Le Big and Beautiful Bill
Au cœur de l’agenda législatif américain se trouve le « Big and Beautiful Bill » (littéralement, le « grand et beau projet de loi »), un projet de loi présenté par les républicains qui s’étend sur plus de mille pages.
D’un côté, il propose d’importantes baisses d’impôts : réduction du taux d’imposition des petites entreprises à 23 %, possibilités d’amortir immédiatement les dépenses de recherche et développement et de matériel, ainsi que des allègements fiscaux temporaires pour les pourboires, les heures supplémentaires et les intérêts de prêts auto.
De l’autre, il bouleverse plusieurs volets de la politique sociale. Le programme de prêts étudiants est entièrement repensé, avec la suppression de la plupart des formules actuelles de remboursement et la création de deux seules options, moins généreuses qu’aujourd’hui. L’assurance santé publique Medicaid fait l’objet de nouvelles conditions d’éligibilité strictes, notamment 80 heures mensuelles d’activité professionnelle ou de formation pour les adultes sans charge de famille. Le projet exige également un contrôle semestriel sur les bénéficiaires. Ces mesures entreraient en vigueur en 2029.
Enfin, le texte prévoit plus de 150 milliards de dollars pour le budget de la Défense, en particulier pour la construction d’un bouclier antimissile surnommé « Golden Dome » (Dôme d’or). Sont également mentionnés le renforcement des stocks d’armement, l’extension de la flotte navale et la sécurité aux frontières.
Les effets sur le marché obligataire et la note souveraine
Le coût élevé de ces mesures alimente les inquiétudes des investisseurs quant à la trajectoire des finances publiques américaines. En cumulé, les propositions de l’administration américaine creuseraient le déficit public.

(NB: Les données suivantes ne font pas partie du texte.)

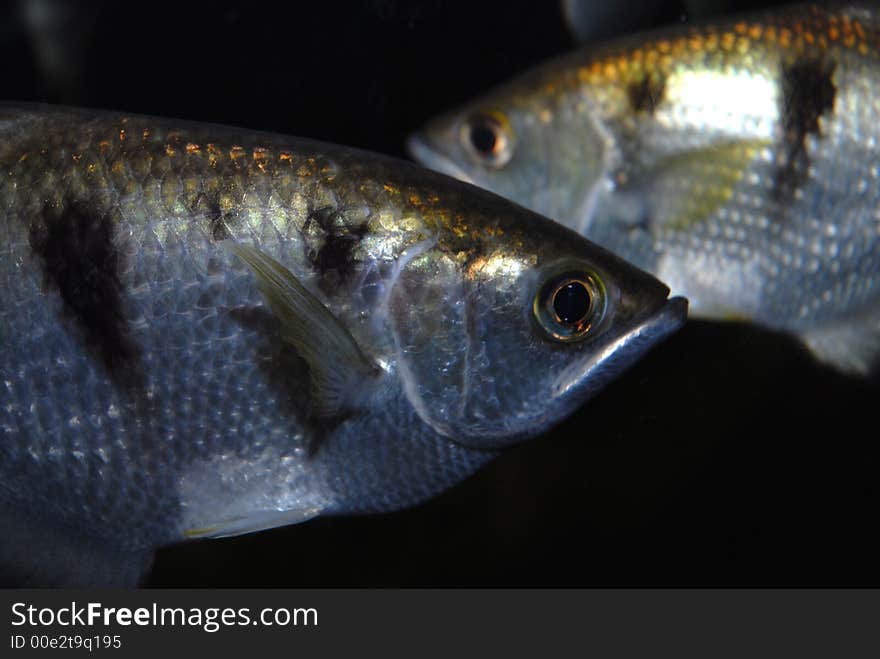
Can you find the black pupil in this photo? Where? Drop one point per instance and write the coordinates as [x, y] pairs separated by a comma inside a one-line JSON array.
[[483, 138], [571, 303]]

Par ailleurs, l’agence de notation Moody’s, l’une des plus importantes au monde, a abaissé la note souveraine des États-Unis à la mi-mai, arguant d’un affaiblissement de la discipline budgétaire. La première économie du monde perd ainsi le fameux AAA, qui garantit une dette bon marché pour les États. Autrement dit, la dette américaine est perçue comme plus risquée, donc les investisseurs exigent des primes de risques plus fortes, ce qui fait grimper les taux d’intérêt.
Les obligations à trente ans émis par l’État américain (qui sont des titres de dette négociables), en particulier, sont passés au-dessus des 5,1 % de rendement annuel. À mesure que ces taux augmentent, les prêts immobiliers, les prêts à la consommation et les financements d’investissements des entreprises deviennent plus coûteux. En conséquence, toute l’économie américaine pourrait ralentir, ce qui ne serait pas de bon augure pour l’administration qui devra déjà lutter contre l’inflation provoquée par les conflits commerciaux.
La montée des droits de douane sur l’UE
Sur le front extérieur, l’administration américaine a menacé d’imposer des droits de douane de 50 % sur les importations en provenance de l’Union européenne. Initialement prévu pour le 1ᵉʳ juin, l’entrée en vigueur de cette mesure a finalement été reportée au 9 juillet, le temps de tenter de relancer des négociations qui restent au point mort. Répondant à des accusations de pratiques commerciales déloyales, Washington entend ainsi mettre la pression sur Bruxelles.
En effet, dans le cadre d’analyse de l’administration républicaine, le déficit de 250 milliards de dollars vis-à-vis de l’UE ne peut provenir que d’une rupture d’équité, provoquée par exemple par la TVA ou la régulation européenne.
Ce durcissement des droits de douane fait craindre le retour à une guerre commerciale transatlantique : les secteurs du luxe, de l’automobile et de l’agroalimentaire, fortement dépendants du marché américain, pourraient subir de lourdes pertes. À plus long terme, la confiance des entreprises dans la stabilité des échanges internationaux risque d’être ébranlée, ce qui pèse sur l’investissement et la croissance, tant aux États-Unis qu’en Europe.
Encore une fois, les effets de long-terme dépend de l’application effective de ces droits de douanes : ont-ils une vocation transactionnelle (temporaires, pour servir de levier pour négocier de nouveaux accords commerciaux) ou une vocation transformationnelle (permanents, pour changer durablement la relation économique entre l’Europe et les États-Unis) ?
L’administration marche sur des œufs, et se retrouve, comme déjà plusieurs fois au cours des dernières mois, entre deux chaises : il faut laisser penser aux investisseurs que les droits de douanes sont temporaires, pour que les marchés ne paniquent pas, mais laisser penser à l’UE qu’ils seront permanents si un terrain d’entente n’est pas trouvé. Une situation délicate, qui a pour l’instant plus apporté d’instabilité que de véritables bénéfices.